In the North and East there is a popular idea that the frontier of the West is a thing long past, and remembered now only in stories. As I think of this I remember Ranger Sitter when he made that remark, while he grimly stroked an unhealed bullet wound. And I remember the giant Vaughn, that typical son of stalwart Texas, sitting there quietly with bandaged head, his thoughtful eye boding ill to the outlaw who had ambushed him.

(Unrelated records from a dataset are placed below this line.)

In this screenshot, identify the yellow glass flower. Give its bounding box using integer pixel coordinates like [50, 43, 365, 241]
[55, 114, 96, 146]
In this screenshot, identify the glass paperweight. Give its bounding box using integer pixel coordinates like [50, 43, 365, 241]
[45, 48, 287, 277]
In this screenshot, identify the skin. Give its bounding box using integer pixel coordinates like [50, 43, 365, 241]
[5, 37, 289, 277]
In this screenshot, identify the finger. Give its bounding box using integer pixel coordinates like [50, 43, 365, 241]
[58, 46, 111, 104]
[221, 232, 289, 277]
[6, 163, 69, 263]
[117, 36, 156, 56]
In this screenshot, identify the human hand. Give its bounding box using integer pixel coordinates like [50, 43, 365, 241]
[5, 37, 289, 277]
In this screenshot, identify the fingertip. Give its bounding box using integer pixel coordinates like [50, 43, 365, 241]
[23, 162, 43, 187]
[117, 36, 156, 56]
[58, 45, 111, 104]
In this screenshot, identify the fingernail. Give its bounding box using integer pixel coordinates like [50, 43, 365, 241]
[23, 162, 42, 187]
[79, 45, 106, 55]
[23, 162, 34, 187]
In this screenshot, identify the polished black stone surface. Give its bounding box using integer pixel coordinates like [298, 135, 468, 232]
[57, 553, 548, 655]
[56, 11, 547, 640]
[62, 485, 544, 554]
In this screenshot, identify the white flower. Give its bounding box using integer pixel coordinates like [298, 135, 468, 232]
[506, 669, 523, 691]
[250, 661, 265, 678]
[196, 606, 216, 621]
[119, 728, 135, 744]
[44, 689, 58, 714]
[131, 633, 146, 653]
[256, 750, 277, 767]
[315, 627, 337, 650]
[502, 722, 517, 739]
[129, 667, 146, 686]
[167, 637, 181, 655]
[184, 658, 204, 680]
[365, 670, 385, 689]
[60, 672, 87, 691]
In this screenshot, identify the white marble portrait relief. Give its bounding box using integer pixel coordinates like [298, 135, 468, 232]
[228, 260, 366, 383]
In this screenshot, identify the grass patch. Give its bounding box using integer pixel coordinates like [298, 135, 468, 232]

Only a few months have passed since then—when I had my memorable sojourn with you—and yet, in that short time, Russell and Moore have crossed the Divide, like Rangers.
Gentlemen,—I have the honor to dedicate this book to you, and the hope that it shall fall to my lot to tell the world the truth about a strange, unique, and misunderstood body of men—the Texas Rangers—who made the great Lone Star State habitable, who never know peaceful rest and sleep, who are passing, who surely will not be forgotten and will some day come into their own.